I remember when frequent use of foul language started in school, by some of my friends’ parents, and by people in public. It was in 1967-1968 when I was aged 10-11. My mother and grandmother told me the same thing as JOAN’s parents. Bad language, whether blasphemy, profanity, or vulgarity is used by those unable or unwilling to properly express themselves.
It wasn’t tolerated in my home, not by we children or by our friends, or by adults. If we children used holy names in vain or uttered profanity, the punishment was to taste the top of the Palmolive (dish soap) bottle, say or write the Act of Contrition a number of times, and if below puberty, get our age in swats to the derrière. If older, then another physical punishment, usually performing vigorous exercises for one's age in minutes. For vulgarity, we still had to taste Mrs. Palmolive, and then think of and repeat or write more appropriate words. Example, “derrière, bottom, were acceptable, “butt, ass, were not!
Of course, most of us tested the limits from time to time, myself included. I didn’t often get severely punished, but once, while on a road trip with our Nimrod tent trailer, our car, a blue Dodge station wagon, broke down on I-40 outside of Nashville, TN. It failed to shift properly and the rear brakes kept sticking. Dad pulled into the far end of a Sears parking lot, set up the trailer, and we stayed the night. First thing in the morning he limped off in the car to a garage, leaving Mom and us in the trailer. There were no trees anywhere, so as the sun rose, the trailer got hotter and hotter until it was intolerable. The baby vomited from overheating, so Mom gathered us up and we set off across the huge lot for the air-conditioned Sears. All was well while we looked at everything there was to see, but after a time boredom set in. Mom bought dresses for we girls, and toy trucks for the boys. Then we went outside and tried to play on the sidewalk where the building cast a little shade. It was still too hot, so back inside we went with the idea to go through the store finding something that started with each letter of the alphabet, a good idea in theory, but not in practice with seven kids. We either got too excited or bored. We began playing on the escalator, running, hiding in clothes racks, and my youngest sister, age four, had a “meltdown.” Mom gathered us up and we were already being herded towards the door when the manager “invited us to leave.” Halfway across the broiling asphalt, I could feel the heat through the soles of my sneakers. Everyone was cranky and Mom had a migraine. I looked up and realized I’d fallen behind and ran to catch up, all out of breath, grumbling that my feet were burning up. Mom asked me why the bad attitude. I replied, “ ‘Cause it’s so G__ d___ hot, you can fry a f____g egg on the sh___y sidewalk!”
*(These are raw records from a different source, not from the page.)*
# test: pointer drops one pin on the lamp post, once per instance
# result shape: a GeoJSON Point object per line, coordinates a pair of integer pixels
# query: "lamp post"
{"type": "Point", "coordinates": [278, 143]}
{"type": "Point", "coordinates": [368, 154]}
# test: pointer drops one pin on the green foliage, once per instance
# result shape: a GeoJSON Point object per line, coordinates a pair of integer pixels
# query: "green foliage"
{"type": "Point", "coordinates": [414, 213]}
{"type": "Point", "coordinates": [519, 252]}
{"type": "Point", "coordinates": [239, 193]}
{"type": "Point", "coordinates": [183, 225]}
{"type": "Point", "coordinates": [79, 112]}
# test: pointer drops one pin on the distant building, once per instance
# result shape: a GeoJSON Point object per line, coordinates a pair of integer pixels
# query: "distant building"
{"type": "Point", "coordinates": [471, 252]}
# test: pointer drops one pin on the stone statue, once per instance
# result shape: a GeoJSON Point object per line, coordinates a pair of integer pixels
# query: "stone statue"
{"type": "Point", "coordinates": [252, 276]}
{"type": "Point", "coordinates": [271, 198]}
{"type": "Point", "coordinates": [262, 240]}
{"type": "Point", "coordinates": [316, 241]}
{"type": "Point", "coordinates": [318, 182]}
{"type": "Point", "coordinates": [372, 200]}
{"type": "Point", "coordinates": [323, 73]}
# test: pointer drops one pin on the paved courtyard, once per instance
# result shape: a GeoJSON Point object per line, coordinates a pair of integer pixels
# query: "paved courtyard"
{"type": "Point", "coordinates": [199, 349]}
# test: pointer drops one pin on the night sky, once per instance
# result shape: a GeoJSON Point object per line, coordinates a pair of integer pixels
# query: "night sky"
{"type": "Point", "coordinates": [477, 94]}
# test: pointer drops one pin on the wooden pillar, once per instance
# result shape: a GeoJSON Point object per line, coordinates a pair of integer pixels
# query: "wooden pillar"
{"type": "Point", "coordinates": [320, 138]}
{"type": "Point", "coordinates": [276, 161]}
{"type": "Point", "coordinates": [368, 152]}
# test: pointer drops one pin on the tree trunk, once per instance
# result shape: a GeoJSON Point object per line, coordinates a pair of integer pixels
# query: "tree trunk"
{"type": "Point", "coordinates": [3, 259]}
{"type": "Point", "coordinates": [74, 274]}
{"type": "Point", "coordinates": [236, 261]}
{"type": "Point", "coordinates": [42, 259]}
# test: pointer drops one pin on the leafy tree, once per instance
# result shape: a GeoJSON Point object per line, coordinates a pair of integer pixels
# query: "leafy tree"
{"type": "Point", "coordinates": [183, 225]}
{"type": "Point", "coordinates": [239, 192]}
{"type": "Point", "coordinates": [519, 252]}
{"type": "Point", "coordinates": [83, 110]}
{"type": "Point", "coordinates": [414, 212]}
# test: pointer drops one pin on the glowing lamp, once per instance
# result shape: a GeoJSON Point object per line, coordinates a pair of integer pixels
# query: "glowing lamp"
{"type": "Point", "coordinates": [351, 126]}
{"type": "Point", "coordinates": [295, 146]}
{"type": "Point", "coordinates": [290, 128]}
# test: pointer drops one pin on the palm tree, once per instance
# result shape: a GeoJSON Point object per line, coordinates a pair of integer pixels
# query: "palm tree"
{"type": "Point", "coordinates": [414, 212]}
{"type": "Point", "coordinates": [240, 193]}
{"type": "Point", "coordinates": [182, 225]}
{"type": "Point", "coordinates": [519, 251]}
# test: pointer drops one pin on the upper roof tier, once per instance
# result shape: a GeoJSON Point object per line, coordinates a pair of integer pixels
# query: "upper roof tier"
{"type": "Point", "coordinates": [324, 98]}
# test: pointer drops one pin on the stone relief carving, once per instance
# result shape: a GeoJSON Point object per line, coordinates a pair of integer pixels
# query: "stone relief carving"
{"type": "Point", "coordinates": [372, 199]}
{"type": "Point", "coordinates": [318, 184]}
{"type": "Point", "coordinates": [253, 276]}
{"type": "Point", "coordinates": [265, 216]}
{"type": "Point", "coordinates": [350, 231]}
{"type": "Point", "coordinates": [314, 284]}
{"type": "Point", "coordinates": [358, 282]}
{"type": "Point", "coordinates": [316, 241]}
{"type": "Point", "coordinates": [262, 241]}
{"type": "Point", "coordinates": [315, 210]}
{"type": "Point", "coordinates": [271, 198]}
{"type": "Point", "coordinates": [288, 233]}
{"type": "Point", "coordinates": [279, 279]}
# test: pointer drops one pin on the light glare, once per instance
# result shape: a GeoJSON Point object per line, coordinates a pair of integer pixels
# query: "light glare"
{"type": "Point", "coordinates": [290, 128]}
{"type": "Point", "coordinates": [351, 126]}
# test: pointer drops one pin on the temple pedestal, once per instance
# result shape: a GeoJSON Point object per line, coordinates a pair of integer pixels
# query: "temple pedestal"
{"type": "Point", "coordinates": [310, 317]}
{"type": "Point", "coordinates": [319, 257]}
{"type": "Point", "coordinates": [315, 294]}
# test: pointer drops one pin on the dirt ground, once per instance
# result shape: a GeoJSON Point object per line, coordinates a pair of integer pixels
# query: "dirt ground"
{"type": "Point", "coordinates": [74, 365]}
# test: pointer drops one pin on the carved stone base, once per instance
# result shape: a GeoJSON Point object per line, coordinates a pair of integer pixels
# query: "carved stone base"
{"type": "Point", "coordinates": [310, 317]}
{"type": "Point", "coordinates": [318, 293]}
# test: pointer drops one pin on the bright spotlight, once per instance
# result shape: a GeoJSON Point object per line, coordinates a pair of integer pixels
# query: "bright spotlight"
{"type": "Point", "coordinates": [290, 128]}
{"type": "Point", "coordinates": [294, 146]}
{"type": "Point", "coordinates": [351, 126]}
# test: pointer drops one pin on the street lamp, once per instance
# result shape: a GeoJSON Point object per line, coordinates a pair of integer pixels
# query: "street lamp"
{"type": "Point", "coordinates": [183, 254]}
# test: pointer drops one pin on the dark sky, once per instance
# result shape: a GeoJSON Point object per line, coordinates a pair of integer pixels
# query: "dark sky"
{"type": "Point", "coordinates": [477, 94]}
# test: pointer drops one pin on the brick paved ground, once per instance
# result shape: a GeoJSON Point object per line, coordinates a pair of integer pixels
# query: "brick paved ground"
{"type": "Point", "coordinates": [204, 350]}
My mother was shocked and said, “Would you care to repeat that, young lady?” So I did.
Let’s just say I got a good taste of Mrs. Palmolive, got writer’s cramp from four pages of the Act of Contrition, and my bottom strapped by Dad upon his return. Next day, we left, the car repaired, but not before finding a church where Dad knocked on the rectory door and arranged for me to go to Confession! I was very embarrassed and wanted to wait until Saturday to find a priest, but Dad knew what was needed. I remember the priest who came out of the door was ancient and amazingly skinny. He looked healthy enough, but I’d never seen anyone so thin and straight. Even Dad remarked on his physic. None of us, Dad included, could remember his name except that it was something Irish. We referred to him as Fr. O’Pencil! He was an excellent confessor, that I remember. The name of the church was St. Patrick’s. I’m sure he’s gone to his reward. RIP, Fr. O’Pencil.